Wednesday, October 30, 2013

Industrial Arts

Saturday's arts festival at the C.B.&Q. Freight House reminded me, as it usually does, of what fascinating places both the vintage building and others in the immediate neighborhood are, recalling days when railroading was at the heart of commercial and industrial life in Lucas County.

We have the Lucas County Arts Council to thank for stepping in when no other organization would to save the then-endangered Freight House and marshaling the resources needed to restore it and return it to active life. Under Arts Council ownership, it serves primarily as a public venue for events ranging from meetings and reunions to weddings and receptions. And, of course, for the council's annual arts festival and other sponsored events.

The building is a work of art in itself, as is the neighborhood --- although it's necessary to do a little thinking and a good deal of careful observation to realize that. It's under-appreciated.

The Freight House was built by the Chicago, Burlington & Quincy Railroad in 1904 at a time when Chariton was a regional distribution (and collection) point for freight and a building like this was needed to process it. Tall roll-up doors on both sides of the building offered rail car access on one side; wagon access on the other. The structure was added to the National Register of Historic Places during 2003.
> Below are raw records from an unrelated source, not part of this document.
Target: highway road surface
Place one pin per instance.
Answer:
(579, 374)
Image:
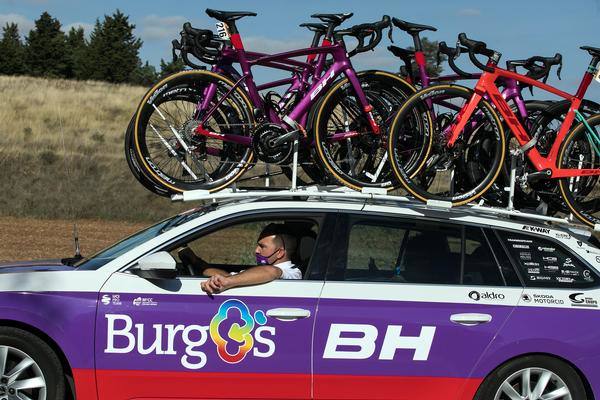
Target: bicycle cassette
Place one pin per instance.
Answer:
(265, 146)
The administrative space at the south end of the building remains intact with the huge warehousing and processing area behind it adapted with kitchen, restrooms and appropriate lighting to make the entire building suitable for public use. The freight doors still roll up and down, when appropriate, flooding the long room with light from now-glazed openings.

I'm a big fan of the Round Oak Duplex stove in the front office, still prepared to provide heat --- if the flue were extended and attached to a chimney. There's even a telegraph pole still in place along the office facade.

Just to the south is a railside collection of buildings that have their own stories to tell. Commerical buildings just across the street once housed businesses that needed easy rail access; and grain once was loaded into freight cars from the now-unused co-op elevator --- in danger because it can no longer serve its intended function.

Although Johnson Machine Works main production plant is "suburban," located in northwest Chariton, administrative offices, its engineering department and smaller-scale manufacturing operations still are housed in a collection of original and creatively recycled structures grouped east and south of the old elevator.